We had hoped that the results of this phase 2 clinical trial would provide preliminary data from a well-defined sample of older women with insomnia for a larger study of valerian effects on sleep. Had valerian shown similar improvement in sleep as had been reported in a previous clinical trial comparing a hypnotic to placebo in older adults with insomnia (57
) a sample size of 15 would have provided 81% power to detect a 10% increase in self-reported sleep efficiency (95% confidence interval 3.68-16.32) and a 7% increase in PSG sleep efficiency (95% confidence interval 2.17-11.83). Although the findings from this study are limited by the stringent eligibility criteria and small sample size, the lack
of a valerian effect to improve sleep outcomes was clear; a finding consistent with evidence from several other recently published rigorous trials of valerian. Any future research on valerian could be focused on the potential efficacy of different valerian preparation types, such as tinctures, rather than the typical testing of over-the-counter products. Future research on herbal therapies for insomnia could also report, and possibly limit the sample to specific types of insomnia symptoms (e.g., sleep onset problems versus sleep maintenance problems). Such specificity would clarify whether or not a product is differentially efficacious depending on the symptom pattern.

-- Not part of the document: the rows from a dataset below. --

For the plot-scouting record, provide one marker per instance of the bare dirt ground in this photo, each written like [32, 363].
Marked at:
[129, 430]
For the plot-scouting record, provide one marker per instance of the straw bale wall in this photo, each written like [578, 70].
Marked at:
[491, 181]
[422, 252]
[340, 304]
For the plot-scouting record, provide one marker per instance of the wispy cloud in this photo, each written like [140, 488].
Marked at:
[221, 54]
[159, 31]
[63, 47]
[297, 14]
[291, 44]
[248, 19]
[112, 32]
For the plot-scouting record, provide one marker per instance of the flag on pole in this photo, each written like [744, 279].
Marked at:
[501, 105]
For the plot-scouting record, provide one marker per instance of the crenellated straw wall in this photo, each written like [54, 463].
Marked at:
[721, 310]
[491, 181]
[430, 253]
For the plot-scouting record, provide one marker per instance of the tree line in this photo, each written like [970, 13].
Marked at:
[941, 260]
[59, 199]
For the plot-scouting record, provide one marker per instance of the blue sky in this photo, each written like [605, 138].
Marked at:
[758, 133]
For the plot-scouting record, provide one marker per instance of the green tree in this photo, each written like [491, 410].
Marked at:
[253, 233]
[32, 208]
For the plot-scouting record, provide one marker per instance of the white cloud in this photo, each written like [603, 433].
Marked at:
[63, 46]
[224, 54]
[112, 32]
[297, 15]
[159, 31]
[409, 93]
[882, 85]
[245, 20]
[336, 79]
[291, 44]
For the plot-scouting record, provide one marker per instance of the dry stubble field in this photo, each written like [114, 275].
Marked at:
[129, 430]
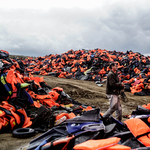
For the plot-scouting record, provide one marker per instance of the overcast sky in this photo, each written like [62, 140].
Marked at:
[43, 27]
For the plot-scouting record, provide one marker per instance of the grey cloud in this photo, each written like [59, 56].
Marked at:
[39, 33]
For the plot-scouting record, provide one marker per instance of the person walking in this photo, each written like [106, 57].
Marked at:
[113, 87]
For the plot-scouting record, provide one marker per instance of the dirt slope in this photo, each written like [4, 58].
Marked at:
[86, 92]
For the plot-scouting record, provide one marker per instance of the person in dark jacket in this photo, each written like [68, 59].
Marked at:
[113, 87]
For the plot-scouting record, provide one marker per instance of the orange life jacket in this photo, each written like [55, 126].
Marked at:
[137, 128]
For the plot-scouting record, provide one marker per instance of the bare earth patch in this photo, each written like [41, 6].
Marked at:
[86, 92]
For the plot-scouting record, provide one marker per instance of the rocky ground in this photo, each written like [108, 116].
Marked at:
[86, 92]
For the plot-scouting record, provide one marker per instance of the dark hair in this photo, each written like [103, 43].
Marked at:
[111, 64]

In summary, a phase 2 randomized crossover trial both of one day and two-week nightly valerian treatment did not improve self-reports, PSG, or actigraphic sleep outcomes in older women with insomnia. No improvement occurred in PSG sleep outcomes with either valerian or placebo; conversely, nocturnal wakefulness increased more with valerian. Thus, we do not recommend use of valerian for sleep disturbance in older women with insomnia.